Want to know a secret?
Want to know what people say when they don’t think what you’ve just said is funny?
I’ve discovered this by saying approximately 1 bajillion unfunny things in the last 35 years. This is not a theory, this is a time tested, bad joke proven law of conversation that most people follow without even knowing it. Here it is, if you say something unfunny to someone, if you tell a story that is funnier in your head than it is coming out of your mouth, this is what the person you are talking to will say:
“That’s funny.”
That’s it. It’s so simple, but it’s perfect. Because if what you just said were actually funny, they wouldn’t need to say “that’s funny.” They’d just laugh. They’d burst out in that wonderful, uncontrolled, God given thing called laughter. That physical reaction to humor and hope and life that we often take for granted, but is in fact pretty wonderful. And when your joke or story bombs, they don’t laugh. Instead they say, “That’s funny.”
I think about silly things like that a lot because I love laughter. Especially in church. I’ve long said that laughter is a gift from God and when we take it for granted it makes him want to take it back, like the unicorns. But recently, in the middle of speaking at church I experienced something I completely forget about:
Church Giggles.
You’ve never had those. Certainly not. You’re holier than that. But sometimes, in the middle of a service, a wave of unexplained, unstoppable laughter will overtake you. And that’s exactly what happened to a couple of people while I was speaking. I was in the middle of a serious point. I was talking about orphans and homelessness or something of that ilk, and when I looked out in the crowd, a couple on the third row was busting out laughing.
They were dying in their seats. I immediately started wracking my brain to think if I had said something weird. “Did I say, ‘booty, booty, booty’ instead of ‘booty, God, booty?’ Did I say something accidentally inappropriate like that time on Way FM where Wally cut to commercial right after I said it, so it just hung out in the air and we all laughed at my silliness?”
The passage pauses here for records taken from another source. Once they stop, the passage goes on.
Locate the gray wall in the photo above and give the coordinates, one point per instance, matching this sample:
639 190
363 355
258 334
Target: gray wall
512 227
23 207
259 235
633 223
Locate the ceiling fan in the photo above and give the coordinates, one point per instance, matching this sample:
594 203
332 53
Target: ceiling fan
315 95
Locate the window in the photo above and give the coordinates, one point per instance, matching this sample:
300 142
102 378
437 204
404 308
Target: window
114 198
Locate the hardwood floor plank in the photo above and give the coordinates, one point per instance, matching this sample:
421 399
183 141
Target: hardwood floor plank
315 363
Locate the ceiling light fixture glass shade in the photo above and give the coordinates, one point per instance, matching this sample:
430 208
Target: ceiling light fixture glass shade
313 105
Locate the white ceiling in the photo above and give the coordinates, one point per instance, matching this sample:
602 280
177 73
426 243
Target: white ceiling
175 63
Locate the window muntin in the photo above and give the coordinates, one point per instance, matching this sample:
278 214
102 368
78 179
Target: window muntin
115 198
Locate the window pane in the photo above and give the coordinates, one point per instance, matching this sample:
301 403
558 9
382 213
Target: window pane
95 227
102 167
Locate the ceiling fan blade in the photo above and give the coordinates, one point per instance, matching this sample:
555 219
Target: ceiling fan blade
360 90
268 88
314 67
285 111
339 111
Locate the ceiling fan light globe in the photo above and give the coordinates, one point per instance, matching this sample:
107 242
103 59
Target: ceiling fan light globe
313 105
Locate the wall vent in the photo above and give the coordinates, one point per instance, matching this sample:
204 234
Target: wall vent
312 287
I couldn’t figure it out and so I kept looking at them. Suddenly, they were the only people I could see in the whole building and they were out of control with laughter. I could not stop looking at them. And I forgive them, because once you get the Church Giggles it’s hard to stop. Here’s what usually happens:
1. You either think of something random and funny, like a postcard from an unexpected corner of your brain or the pastor says something unintentionally funny.
2. You start to hear that sentence over and over again in your head. The soundtrack gets stuck on loop. It bubbles up from your toes into your stomach refusing to stop.
3. You immediately try to think about something serious. Like Jesus and foot washing or Moses. That guy had a serious beard. Think about Moses. For the love of Moses’ beard, stop laughing. Come on pull yourself together!
4. And then you win, for about 30 seconds. You stop thinking about it. You move on, but less than a minute later the joke comes back. Like a raptor throwing itself against the fence in Jurassic Park testing for a weakness, it was just laying low so that it could attack you with giggles from a different angle.
5. “Why isn’t anyone else laughing? This is hilarious.” That’s what you’ll think next. “Why is no one else dying right now in laughter?” Church Giggles always try to isolate you.
6. “Oh no, the person sitting next to me is giggling. There is strength in numbers and together we are forming an army of LOL.” The moment you spot a comrade in guffaw you’ve lost all hope for a recovery. They’ve just validated your laughter. You should be laughing!
7. It’s all over. You give up and just ride it out, hoping that maybe the pastor or speaker won’t notice you laughing in the middle of his message about hoboes.
But we do. We notice. I see you Church Giggles. I’ve got my eye on you. And all I can do in response is “put you on post.” It’s like “putting someone on blast,” but a lot less cooler of a phrase. You’ll be on stuffchristianslike.net before the day is out. That’s a promise.
Question:
Have you ever experienced the Church Giggles? How did it happen?